Humphrey’s remembrances Sunday contained a message that is particularly poignant now, in these divisive times.

“The most fun I had the whole time I played football was the time John and I had that (’73) season, when we were both selected to the Pro Bowl,” Humphrey told the AJC. “We had it down pat, man, I tell you. We figured out we were better together than we were individually.

“He and I got along better than I’ve been able to get along with anybody. I guess because we both had to work hard to get where we were going.”

Both Zook and Humphrey played in an era before the sack stat was a thing. Tackles weren’t as carefully chronicled as they are now. It was a time when you just knew a player was good by watching him, you didn’t require numerical confirmation.

Falcons fans and his teammates appreciated the way Zook was always there — he missed zero games in seven seasons, regardless of the pains he suffered —and played with the determination and singular purpose of a combine at harvest time.

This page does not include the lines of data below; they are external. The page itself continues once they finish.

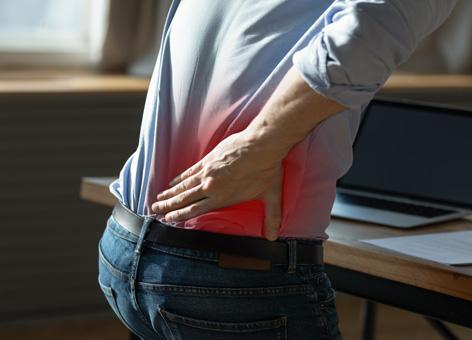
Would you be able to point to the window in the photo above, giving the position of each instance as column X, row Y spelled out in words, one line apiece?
column 51, row 32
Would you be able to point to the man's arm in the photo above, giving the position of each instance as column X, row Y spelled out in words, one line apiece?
column 291, row 112
column 361, row 44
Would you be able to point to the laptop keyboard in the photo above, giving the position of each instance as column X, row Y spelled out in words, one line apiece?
column 405, row 208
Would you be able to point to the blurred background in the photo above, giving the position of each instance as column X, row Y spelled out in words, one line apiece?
column 73, row 81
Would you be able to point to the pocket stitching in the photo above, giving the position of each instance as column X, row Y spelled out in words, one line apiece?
column 108, row 291
column 278, row 323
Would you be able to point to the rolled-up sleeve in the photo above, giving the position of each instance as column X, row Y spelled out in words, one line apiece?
column 362, row 42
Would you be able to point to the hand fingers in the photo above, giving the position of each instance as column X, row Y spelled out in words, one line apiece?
column 181, row 187
column 273, row 210
column 181, row 200
column 198, row 208
column 187, row 173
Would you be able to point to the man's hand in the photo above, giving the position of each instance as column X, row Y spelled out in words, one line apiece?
column 236, row 170
column 248, row 164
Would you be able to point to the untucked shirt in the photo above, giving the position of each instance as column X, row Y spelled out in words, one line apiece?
column 218, row 64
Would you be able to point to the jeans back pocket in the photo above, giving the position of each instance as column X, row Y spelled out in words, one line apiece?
column 184, row 327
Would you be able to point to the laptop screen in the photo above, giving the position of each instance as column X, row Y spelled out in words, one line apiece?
column 414, row 151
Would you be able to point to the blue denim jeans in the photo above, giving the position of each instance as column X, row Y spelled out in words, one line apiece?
column 164, row 292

Growing up on a farm in Kansas, that was natural enough. His playing attitude was clear from his college days at Kansas, where his coach, Pepper Rogers, declared Zook “was the most full-speed player on every snap that you could imagine.”

Jerry Rhea, the Falcons’ former long-time athletic trainer, from 1969-94, remembered: “In the day before we had year-round training in the league, he would always go back in June and help harvest on his dad’s farm. And he came in (to training camp) in better shape than most.”

“He was an old farm boy who went to work. He showed up every day,” Rhea said.

“Back when they were bringing in all the new Nautilus equipment that was supposed to make everyone big and tough,” said former Falcons running back Harmon Wages, “I remember the Zooker saying, ‘You guys should get behind a plow sometime.’”

“He was just a fun-loving, quiet guy,” said Falcons Ring of Honor center Jeff Van Note, who came to the Falcons the same year as Zook (who was drafted in the fourth round in 1969 by the L.A.

Rams but then traded to Philadelphia and then to the Falcons before he ever played a game). “He and Claude were a great combination. We had a very good defense; it was a surprise we weren’t a better football team.”

After his football days, Zook spent his retirement back home in Wichita, and remained close to his three brothers and a big collection of nieces and nephews. His younger brother Dean Zook testified to John’s love of hunting and of working around the family farm.

After a long battle with cancer, Zook opted to cease treatment at the start of the year. At a family gathering in late January, Dean Zook remembered, he passed out old game balls and other memorabilia from his time with the Falcons and the Cardinals to his nieces and nephews.

“It was a great party,”

Dean said. As late as Friday, just hours before his death, a small group of Falcons teammates connected with Zook on a Zoom conference call to say their goodbyes.

“We’ll always remember that wonderful, happy-golucky attitude of his,” said an old friend and a quarterback for the Falcons in 1971, Leo Hart.

“He was more than a friend. He was a teammate,”

Wages said.

Zook died early Saturday morning, Dean said, and will be buried in a family plot outside Larned, Kansas.

Zook’s Falcons career contains one asterisk, having recorded the first safety in franchise history in 1971. The defensive end also had four interceptions, three in his first two seasons.

Perhaps the greatest tribute lives in the words of the Hall of Famer Humphrey, who all these years later is still a little upset about the Falcons trading away Zook.

“After John left, I had a good year (with the Falcons), but it wasn’t as much fun as when we played together,” Humphrey said. “I hate they sent John away. I don’t know where they could have found anyone better.”